Monday, January 21, 2008

Comparing Bump and Bate

In Jerome Bump's The Logic of Humanities Essay and W. J. Bate's  The Sympathetic Imagination, both author's particularize tenable generalizations. "When we focus on human questions especially we must be wiling to suspend theory in order to focus on what the person or object in front of us might teach us". (332) Bump's notion of logic in regards to humanities bumps traditional theory aside and draws on a more rounded notion of humanities from an individual-based perspective. "In the questions of human nature, therefore, such as those concerning the creative process, the emphasis in the arts and the humanities often remains on individuals". (333) 
 
 
Both authors clearly understand that reason and emotion are, indeed, inseparable. Bate defines his propositional comparative notion of The sypathetic  imagination  vs.  reason by elaborating that, "By its sympathetic identification the imagination perceives, as abstract reason cannot, the fundamental reality and inner working, the inner "truth" and nature of the particular, concrete object". (339) Bate's comparative analysis is prompted by the definition of The sympathetic imagination: "is the ability of a person to penetrate the barrier which space puts between him and his object, and by actually entering into the object, so to speak, to secure a momentary but complete identifications with it". (339) Interestingly, Bate's syllogistic reasoning leads his imagination as uses a quote from Keats, "If a sparrow comes before my Window, I take part in its existence and pick about the gravel." (339)
 
The readings of Bump and Bate correlate similarly.
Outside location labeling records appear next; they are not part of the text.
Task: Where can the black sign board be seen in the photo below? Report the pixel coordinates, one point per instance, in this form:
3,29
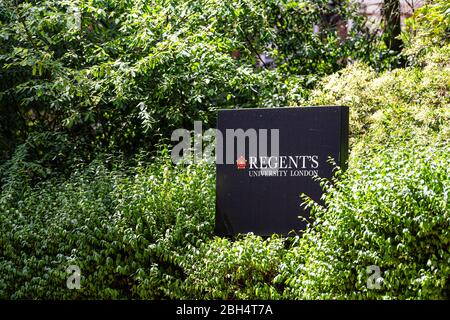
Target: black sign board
258,187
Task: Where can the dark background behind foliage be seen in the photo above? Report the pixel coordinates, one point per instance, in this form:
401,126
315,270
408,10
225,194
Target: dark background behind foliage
82,77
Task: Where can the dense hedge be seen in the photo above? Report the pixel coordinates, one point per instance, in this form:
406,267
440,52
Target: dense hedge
145,230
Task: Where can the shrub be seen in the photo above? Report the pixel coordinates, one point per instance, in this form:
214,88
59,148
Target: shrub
126,232
392,211
241,269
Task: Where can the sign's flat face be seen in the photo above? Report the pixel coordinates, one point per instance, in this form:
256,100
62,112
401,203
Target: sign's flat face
258,189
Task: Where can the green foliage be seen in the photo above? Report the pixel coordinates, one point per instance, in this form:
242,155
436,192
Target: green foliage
430,30
243,269
124,74
391,210
129,73
126,232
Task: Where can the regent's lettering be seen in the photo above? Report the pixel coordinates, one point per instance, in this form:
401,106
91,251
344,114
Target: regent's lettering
274,155
284,162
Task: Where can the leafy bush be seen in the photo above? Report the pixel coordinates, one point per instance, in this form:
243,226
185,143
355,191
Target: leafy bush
124,74
243,269
391,211
125,232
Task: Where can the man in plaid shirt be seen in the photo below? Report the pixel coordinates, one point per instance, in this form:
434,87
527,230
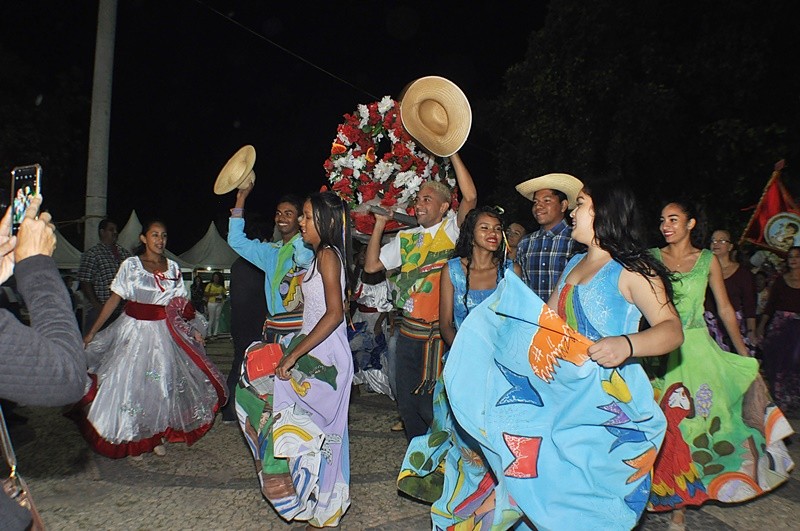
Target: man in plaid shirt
543,254
98,268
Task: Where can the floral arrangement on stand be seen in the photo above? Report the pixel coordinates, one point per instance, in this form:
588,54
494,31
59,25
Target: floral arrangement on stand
362,176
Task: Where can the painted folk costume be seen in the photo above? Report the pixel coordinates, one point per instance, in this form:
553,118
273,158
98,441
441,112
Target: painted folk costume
724,440
298,432
445,466
153,380
566,439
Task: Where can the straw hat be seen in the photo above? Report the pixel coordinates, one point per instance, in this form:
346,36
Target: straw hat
563,182
437,114
237,172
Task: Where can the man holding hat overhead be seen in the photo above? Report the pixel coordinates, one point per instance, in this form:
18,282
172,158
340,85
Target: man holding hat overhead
437,114
543,254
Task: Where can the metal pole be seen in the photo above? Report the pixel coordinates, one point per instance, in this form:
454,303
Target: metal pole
97,170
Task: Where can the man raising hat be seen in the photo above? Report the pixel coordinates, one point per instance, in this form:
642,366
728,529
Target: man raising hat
543,254
420,253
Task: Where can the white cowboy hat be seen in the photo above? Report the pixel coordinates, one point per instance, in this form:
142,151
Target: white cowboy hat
237,172
437,114
563,182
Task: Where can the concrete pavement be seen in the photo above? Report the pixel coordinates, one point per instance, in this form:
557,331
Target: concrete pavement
212,485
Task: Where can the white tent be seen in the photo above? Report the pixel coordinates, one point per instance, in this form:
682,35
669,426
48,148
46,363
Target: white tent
66,255
212,251
129,238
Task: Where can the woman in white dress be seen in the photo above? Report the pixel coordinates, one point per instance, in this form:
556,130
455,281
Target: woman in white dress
153,382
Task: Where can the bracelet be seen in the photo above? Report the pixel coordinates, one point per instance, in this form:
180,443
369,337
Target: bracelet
629,344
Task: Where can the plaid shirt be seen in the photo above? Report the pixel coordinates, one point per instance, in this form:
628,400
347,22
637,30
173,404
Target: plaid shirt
99,266
542,256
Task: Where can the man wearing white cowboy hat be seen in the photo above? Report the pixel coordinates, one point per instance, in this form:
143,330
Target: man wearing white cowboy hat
543,254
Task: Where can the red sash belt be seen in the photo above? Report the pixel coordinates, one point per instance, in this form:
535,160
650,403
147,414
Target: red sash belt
145,312
366,309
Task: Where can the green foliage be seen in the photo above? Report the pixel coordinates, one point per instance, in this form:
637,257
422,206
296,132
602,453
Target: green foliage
672,98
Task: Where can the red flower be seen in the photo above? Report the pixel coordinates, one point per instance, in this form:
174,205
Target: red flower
369,190
342,187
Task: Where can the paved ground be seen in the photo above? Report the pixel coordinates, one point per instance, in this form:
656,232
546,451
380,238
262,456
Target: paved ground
213,485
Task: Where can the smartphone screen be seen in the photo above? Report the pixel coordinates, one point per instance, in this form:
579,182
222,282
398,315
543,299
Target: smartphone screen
25,185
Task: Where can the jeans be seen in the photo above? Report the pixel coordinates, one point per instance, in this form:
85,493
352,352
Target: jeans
416,410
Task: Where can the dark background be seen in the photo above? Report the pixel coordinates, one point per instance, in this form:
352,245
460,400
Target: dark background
192,85
674,98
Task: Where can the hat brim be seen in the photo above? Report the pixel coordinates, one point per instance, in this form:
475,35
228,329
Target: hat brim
563,182
237,172
437,114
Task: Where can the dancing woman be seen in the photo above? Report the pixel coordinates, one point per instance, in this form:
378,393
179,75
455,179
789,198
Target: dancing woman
299,435
445,466
569,434
781,344
724,438
154,383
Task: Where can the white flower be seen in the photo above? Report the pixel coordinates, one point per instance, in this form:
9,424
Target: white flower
385,105
363,112
383,170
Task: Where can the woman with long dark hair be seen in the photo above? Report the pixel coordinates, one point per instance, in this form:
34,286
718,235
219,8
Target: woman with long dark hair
781,343
154,383
566,420
307,416
478,264
724,440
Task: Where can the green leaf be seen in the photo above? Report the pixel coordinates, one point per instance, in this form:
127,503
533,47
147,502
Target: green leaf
702,457
724,448
416,459
701,441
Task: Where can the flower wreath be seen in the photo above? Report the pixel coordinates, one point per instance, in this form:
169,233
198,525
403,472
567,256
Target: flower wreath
363,177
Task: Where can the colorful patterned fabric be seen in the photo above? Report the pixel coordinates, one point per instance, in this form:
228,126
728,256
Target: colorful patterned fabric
298,434
283,265
724,440
446,466
422,256
570,443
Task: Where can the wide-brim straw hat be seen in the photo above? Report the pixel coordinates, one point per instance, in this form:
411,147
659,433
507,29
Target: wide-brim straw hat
437,114
563,182
237,172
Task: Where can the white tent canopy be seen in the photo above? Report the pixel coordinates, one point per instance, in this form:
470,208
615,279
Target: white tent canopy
212,251
129,238
66,255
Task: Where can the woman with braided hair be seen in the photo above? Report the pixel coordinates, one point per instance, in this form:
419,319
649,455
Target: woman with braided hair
445,466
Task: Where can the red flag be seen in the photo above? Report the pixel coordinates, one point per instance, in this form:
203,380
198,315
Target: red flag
775,224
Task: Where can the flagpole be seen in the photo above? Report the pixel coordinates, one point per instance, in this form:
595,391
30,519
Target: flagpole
776,173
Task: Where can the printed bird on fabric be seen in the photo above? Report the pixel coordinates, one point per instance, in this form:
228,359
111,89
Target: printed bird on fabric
676,480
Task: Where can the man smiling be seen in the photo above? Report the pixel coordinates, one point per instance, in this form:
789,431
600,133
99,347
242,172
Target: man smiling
543,254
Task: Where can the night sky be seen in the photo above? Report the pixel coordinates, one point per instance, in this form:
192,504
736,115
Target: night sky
192,85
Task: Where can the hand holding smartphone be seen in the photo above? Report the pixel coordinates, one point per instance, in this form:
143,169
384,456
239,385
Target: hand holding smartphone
25,185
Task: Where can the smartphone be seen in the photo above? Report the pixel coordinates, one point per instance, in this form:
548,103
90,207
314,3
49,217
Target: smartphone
26,183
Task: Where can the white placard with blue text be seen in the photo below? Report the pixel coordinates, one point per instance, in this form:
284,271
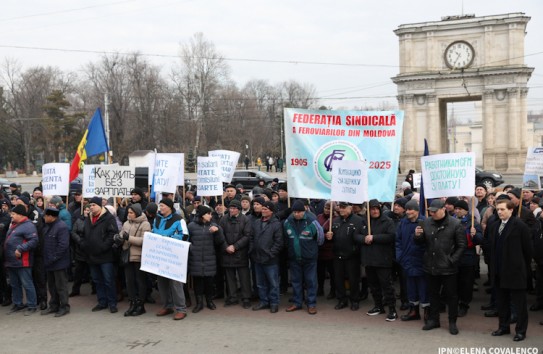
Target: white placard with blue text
208,176
314,139
165,256
55,179
88,181
229,161
448,175
166,172
114,180
350,181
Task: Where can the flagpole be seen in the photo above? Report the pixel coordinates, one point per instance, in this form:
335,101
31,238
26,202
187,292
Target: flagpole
106,118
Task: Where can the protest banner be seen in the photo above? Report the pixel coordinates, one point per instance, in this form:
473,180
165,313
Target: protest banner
165,256
416,180
229,161
55,179
167,171
349,181
316,138
208,176
448,175
533,169
88,181
114,180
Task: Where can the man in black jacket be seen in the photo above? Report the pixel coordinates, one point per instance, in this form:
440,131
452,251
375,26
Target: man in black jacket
97,243
378,242
445,242
237,233
510,258
346,253
265,246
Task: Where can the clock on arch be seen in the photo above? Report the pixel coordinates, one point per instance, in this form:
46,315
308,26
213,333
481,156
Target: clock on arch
459,55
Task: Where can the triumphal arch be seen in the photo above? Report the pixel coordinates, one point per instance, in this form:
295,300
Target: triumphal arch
465,58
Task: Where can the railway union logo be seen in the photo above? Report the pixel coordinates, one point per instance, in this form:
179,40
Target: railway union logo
330,152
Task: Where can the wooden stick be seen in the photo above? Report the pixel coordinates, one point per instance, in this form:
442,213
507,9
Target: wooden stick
472,211
368,214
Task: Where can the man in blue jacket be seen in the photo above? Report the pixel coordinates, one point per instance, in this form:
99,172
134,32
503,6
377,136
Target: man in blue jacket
21,240
303,236
56,258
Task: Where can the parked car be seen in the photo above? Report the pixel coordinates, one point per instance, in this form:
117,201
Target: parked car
249,179
489,179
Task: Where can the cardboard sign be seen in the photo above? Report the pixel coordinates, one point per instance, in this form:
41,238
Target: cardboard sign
165,256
Bate's thoughts are elaborated, "As we have no immediate knowledge of what other men feel, we can form no idea of the manner in which they are affected, but by conceiving what we ourselves should feel in the like situation. Though our brother is upon the rack, as long as we ourselves are at our ease, our senses will never inform us of what he suffers". Bump's more concise statement is streamlined in a less verbose fashion. He writes,  "Lists statistical summaries, and generalizations result all too often in stereotypes,"  Extending his thought Bump quotes Newman's Grammar of Assent (1870), "there is no such thing as stereotyped humanity;"(333) "General laws are not inviable truths; much less they are necessary causes. 
 
In summary, both authors expand on the consciousness of concrete reasoning as opposed to traditional syllogistic logic. Though traditional logic often comes in handy, it is also our intuition and ability to sense, feel, observe, relate and reason in other fashions that drive the most sound devices of thinking.